If you want to write more than one value, you need an array.

First,
Thanks for the reply.

This code may be awful, but its a quick test to see if i can get the bits i want, in the place i want. When weird values where returned i tried cutting some code out really quick, without removing it from my test to see if it solved the problem.
Your answer was just what I needed to continue, and finally put the rest of the code in place, i thank you for that, your tone however is most unpleasant…

There is one thing i’m still wondering about tough, and that is why did the rest of the values where transferred without any problems? I have been toying around with I2C for a while now and this is the first time this has happened to me.

I got it working like a charm, no special data of any kind is being send with this code, but it gets the information where it should be!

Master code:

#include <Wire.h>

byte a[] = {0,0,0};
byte d[] = {0,0,0};

void setup()
{
  Wire.begin();
  Serial.begin(9600); 
}

void loop()
{
  Request();
  delay(500);
  
  Send();
  delay(500);
}
  
  void Send()
  {
  Wire.beginTransmission(2);
  Wire.write(a, 3);
  Wire.endTransmission();
  Serial.print("a is ");
  Serial.println(a[0]);
  Serial.println(a[1]);
  Serial.println(a[2]);
  Serial.println(" ");
  }
  
  void Request()
  {
    Wire.requestFrom(2, 3);
    byte index = 0;
    while(Wire.available() > 0 && index < 3)
    {
      d[index] = Wire.read();
      index++;
    }
    Serial.print("d is ");
    Serial.println(d[0]);
    Serial.println(d[1]);
    Serial.println(d[2]);
    Serial.println(" ");
  }

Slave code:

#include <Wire.h>
byte a[] = {0,0,0};
byte d[] = {0,0,0};

void receiveEvent(int howMany);

void setup()
{
  Wire.begin(2);
  Wire.onReceive(receiveEvent);
  Wire.onRequest(requestEvent);
  Serial.begin(9600);
}

void loop()
{
  delay(100);
}

void receiveEvent(int howMany)
{
  byte index = 0;
  while(Wire.available() > 0 && index < 3)
  {
    a[index] = Wire.read();
  }
  Serial.print("a is ");
  Serial.println(a[0]);
  Serial.println(a[1]);
  Serial.println(a[2]);
  Serial.println(" ");
}

void requestEvent()
{
  Wire.write(d, 3);
  
  Serial.print("d is ");
  Serial.println(d[0]);
  Serial.println(d[1]);
  Serial.println(d[2]); 
  Serial.println(" ");
}

I hope at least someone else wont have my problem :slight_smile:

Have you read anything about how the Wire library works? Begin, ONE write, end. You're done.
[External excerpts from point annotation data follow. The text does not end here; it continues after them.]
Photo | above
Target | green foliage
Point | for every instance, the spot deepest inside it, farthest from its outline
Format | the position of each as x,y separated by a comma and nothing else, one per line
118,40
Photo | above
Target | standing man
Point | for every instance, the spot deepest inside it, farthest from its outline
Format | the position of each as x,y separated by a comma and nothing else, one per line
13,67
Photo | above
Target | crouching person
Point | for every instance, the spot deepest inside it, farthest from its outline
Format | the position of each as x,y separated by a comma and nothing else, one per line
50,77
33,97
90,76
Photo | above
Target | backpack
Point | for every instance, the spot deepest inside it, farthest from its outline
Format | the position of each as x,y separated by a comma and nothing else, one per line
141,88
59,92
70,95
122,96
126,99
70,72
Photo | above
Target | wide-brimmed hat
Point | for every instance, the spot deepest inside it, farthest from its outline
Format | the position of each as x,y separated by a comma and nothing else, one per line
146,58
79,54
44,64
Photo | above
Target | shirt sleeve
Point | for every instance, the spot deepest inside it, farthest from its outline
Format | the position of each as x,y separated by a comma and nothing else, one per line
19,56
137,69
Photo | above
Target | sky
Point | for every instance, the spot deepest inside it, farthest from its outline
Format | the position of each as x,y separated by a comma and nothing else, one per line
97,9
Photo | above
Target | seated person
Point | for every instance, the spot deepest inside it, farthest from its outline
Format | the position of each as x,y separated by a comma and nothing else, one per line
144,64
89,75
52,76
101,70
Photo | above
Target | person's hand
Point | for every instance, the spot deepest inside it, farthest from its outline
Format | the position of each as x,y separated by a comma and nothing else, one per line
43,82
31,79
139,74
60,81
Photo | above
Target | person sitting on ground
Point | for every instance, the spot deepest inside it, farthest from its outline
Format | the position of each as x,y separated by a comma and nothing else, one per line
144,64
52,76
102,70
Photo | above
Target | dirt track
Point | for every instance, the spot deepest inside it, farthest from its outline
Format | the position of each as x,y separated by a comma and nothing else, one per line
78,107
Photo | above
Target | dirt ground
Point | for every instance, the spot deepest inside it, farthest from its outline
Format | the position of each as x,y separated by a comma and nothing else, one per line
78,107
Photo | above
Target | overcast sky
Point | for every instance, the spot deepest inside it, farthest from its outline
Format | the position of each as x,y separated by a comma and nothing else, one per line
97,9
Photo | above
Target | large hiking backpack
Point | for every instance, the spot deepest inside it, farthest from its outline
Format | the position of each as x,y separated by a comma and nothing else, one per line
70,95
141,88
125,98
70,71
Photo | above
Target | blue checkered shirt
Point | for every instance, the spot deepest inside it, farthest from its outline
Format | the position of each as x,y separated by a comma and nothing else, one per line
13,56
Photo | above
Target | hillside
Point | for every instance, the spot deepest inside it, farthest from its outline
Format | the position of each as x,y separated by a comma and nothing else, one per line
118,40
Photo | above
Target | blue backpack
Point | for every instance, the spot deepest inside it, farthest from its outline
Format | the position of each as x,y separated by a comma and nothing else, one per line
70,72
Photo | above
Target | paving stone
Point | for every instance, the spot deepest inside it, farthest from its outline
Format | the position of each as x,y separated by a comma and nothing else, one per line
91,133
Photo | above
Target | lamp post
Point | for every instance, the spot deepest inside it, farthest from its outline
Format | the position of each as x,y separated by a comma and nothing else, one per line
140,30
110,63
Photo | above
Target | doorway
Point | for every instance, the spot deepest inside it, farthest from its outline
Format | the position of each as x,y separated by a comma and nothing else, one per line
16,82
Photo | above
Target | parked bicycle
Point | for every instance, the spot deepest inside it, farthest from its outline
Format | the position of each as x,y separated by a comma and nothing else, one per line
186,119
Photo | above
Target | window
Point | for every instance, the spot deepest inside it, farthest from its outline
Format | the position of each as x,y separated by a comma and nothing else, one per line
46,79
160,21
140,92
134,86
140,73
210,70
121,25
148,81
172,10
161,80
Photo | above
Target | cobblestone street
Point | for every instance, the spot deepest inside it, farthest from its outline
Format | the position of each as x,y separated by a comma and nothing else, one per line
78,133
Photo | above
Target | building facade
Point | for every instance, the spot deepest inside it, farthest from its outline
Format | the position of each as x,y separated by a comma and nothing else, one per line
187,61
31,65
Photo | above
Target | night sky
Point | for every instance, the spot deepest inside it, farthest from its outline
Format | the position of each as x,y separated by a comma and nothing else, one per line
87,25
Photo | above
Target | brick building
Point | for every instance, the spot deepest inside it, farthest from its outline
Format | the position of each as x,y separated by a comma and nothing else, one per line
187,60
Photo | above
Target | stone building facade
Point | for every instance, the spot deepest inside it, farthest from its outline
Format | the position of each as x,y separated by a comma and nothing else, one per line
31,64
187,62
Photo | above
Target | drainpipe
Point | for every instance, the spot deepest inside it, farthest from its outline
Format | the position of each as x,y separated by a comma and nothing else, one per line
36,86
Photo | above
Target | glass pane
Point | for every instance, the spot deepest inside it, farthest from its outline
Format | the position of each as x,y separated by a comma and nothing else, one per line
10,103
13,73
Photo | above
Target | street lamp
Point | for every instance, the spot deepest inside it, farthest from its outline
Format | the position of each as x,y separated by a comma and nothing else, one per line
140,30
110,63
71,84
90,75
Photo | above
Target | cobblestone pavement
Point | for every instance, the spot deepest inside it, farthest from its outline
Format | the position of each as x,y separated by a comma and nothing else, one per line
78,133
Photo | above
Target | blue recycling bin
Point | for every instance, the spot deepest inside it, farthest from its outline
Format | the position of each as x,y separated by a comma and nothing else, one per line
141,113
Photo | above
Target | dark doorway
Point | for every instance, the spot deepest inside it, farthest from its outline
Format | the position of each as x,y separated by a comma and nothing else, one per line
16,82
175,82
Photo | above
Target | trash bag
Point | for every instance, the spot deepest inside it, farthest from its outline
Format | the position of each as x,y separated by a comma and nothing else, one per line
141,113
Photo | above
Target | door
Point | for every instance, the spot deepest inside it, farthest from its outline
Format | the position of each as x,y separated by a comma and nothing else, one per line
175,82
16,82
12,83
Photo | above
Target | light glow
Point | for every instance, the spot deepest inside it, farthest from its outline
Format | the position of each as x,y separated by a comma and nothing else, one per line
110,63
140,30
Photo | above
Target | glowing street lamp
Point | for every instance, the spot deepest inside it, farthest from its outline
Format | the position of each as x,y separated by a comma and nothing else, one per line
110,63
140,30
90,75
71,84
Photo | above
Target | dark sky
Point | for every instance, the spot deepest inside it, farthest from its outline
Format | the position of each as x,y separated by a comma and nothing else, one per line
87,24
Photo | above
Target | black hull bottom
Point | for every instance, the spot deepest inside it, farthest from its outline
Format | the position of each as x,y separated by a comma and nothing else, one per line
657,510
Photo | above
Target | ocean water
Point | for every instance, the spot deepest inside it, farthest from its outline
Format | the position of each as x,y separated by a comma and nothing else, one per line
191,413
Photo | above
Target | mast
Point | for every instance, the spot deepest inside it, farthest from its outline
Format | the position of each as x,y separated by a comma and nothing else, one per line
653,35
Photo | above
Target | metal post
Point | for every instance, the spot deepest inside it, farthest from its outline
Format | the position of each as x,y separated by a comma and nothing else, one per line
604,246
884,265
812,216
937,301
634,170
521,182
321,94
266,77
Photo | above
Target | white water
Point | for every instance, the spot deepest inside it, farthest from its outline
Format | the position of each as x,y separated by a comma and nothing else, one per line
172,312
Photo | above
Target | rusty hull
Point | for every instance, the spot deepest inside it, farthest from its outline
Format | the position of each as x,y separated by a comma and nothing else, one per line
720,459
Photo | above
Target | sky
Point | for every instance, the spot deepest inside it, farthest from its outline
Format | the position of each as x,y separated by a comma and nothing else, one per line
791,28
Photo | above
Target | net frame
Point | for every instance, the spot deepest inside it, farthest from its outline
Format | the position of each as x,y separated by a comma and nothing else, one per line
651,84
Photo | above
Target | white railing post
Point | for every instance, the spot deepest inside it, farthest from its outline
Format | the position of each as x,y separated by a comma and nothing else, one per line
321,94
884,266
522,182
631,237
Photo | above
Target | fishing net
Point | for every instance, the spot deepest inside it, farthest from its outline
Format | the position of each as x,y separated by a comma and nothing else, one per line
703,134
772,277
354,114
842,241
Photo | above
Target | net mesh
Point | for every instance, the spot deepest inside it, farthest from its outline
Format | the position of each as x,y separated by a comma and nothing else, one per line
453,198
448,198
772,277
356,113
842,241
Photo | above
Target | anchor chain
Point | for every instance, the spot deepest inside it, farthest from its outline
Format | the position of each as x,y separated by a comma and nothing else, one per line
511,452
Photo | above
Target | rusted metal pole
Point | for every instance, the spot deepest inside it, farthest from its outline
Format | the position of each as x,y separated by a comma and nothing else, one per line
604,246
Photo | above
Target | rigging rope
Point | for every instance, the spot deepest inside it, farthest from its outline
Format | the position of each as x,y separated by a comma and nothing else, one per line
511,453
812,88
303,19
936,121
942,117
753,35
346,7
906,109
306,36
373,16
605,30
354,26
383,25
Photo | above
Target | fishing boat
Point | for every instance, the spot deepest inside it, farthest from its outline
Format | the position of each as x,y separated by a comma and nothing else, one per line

Wrong. You can have many writes between the beginTransmission() and the endTransmission() calls, else they wouldn't exist. The data is sent during the endTransmission() call so the write()s go to a buffer (which has limited space) but it's very common that you have to write multiple bytes and there's no need to use an array here (although you might use one).